Non bastavano le dimissioni di Mario Monti dalla presidenza di Scelta civica, ora ci pensano anche le voci di imminenti dimissioni del vice ministro all’Economia Stefano Fassina a scuotere l’esecutivo, proprio nel pieno del viaggio a Washington del premier Enrico Letta. Fassina, responsabile economico del Partito democratico, attenderebbe il ritorno di Letta dagli Stati Uniti per ricevere chiarimenti in merito alla legge di Stabilità, varata senza il suo coinvolgimento, e starebbe valutando addirittura la possibilità di lasciare. Dimissioni che, sommate a quelle di Mario Monti da una delle tre colonne che sorreggono il governo, rischiano di pregiudicare gli equilibri su cui poggiano le larghe intese.
Larghe intese che iniziano a preoccupare più di qualcuno nel Pd.

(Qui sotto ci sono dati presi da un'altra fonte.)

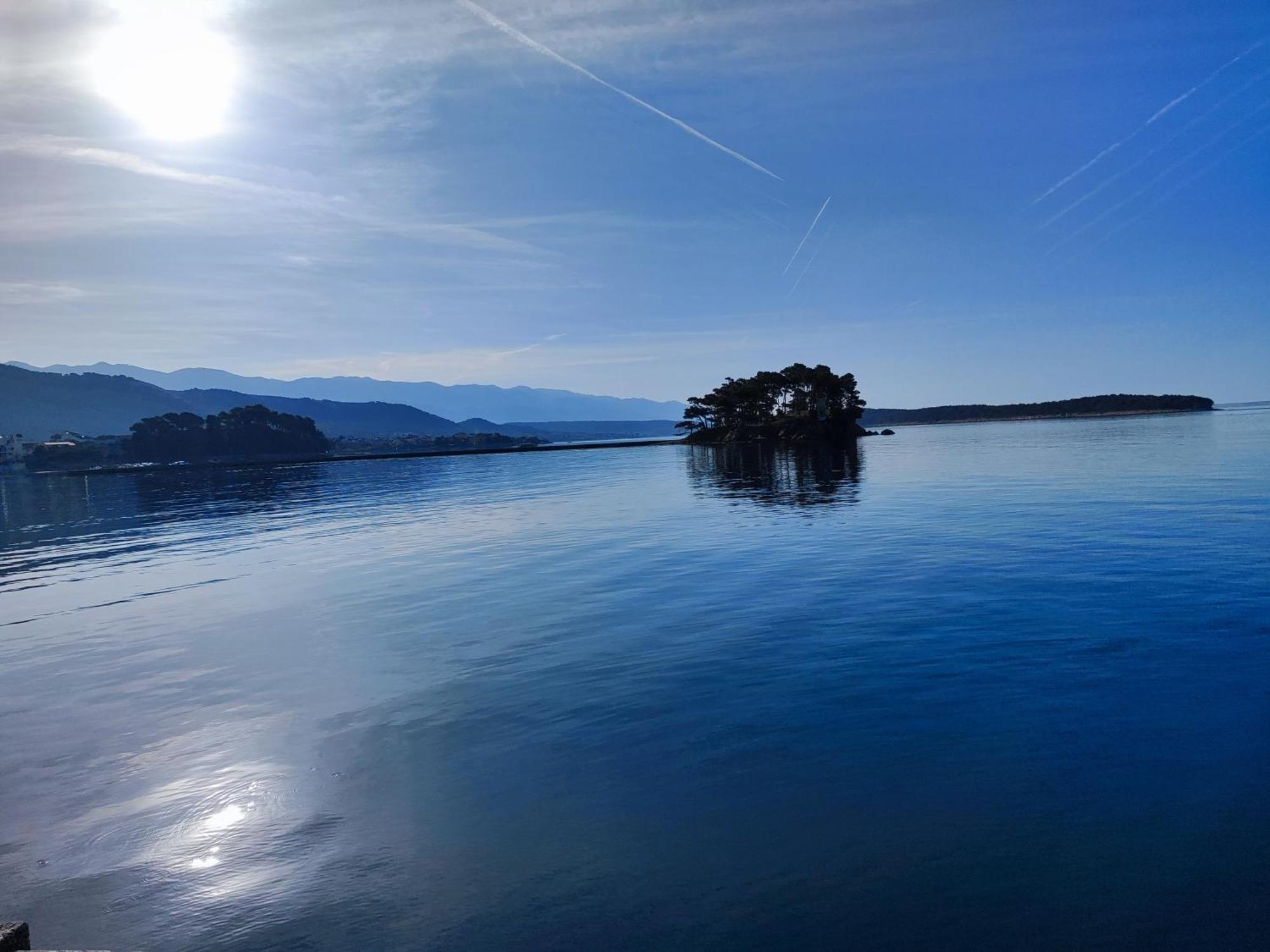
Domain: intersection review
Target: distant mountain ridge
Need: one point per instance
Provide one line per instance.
(454, 403)
(37, 404)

Il timore infatti è che queste, da accordo fra le principali forze politiche sorto in una fase di stallo che rischiava di compromettere la tenuta dell’Italia, si stiano trasformando in un nuovo partito. Più esattamente, una riedizione politica di quel centrismo di matrice democristiana che ha caratterizzato la Prima repubblica garantendo stabilità al paese attraverso l’isolamento delle parti politiche più estreme e che certi starebbero ripensando per archiviare definitivamente le divisioni aspre dell’ultimo ventennio italiano.
Sarà per questo che Matteo Renzi, inteso come è a guidare il Partito democratico, tiene sotto tiro da settimane il governo senza risparmiare neanche il Quirinale, anzitutto con la bocciatura dei provvedimenti di amnistia e indulto suggeriti alle camere da Napolitano. E così all’improvviso il “rottamatore” tanto bipolarista piace anche all’ala più a sinistra del suo partito, la stessa che lo aveva sempre visto con sospetto e che adesso sospetta un Enrico Letta nei panni del novello Andreotti.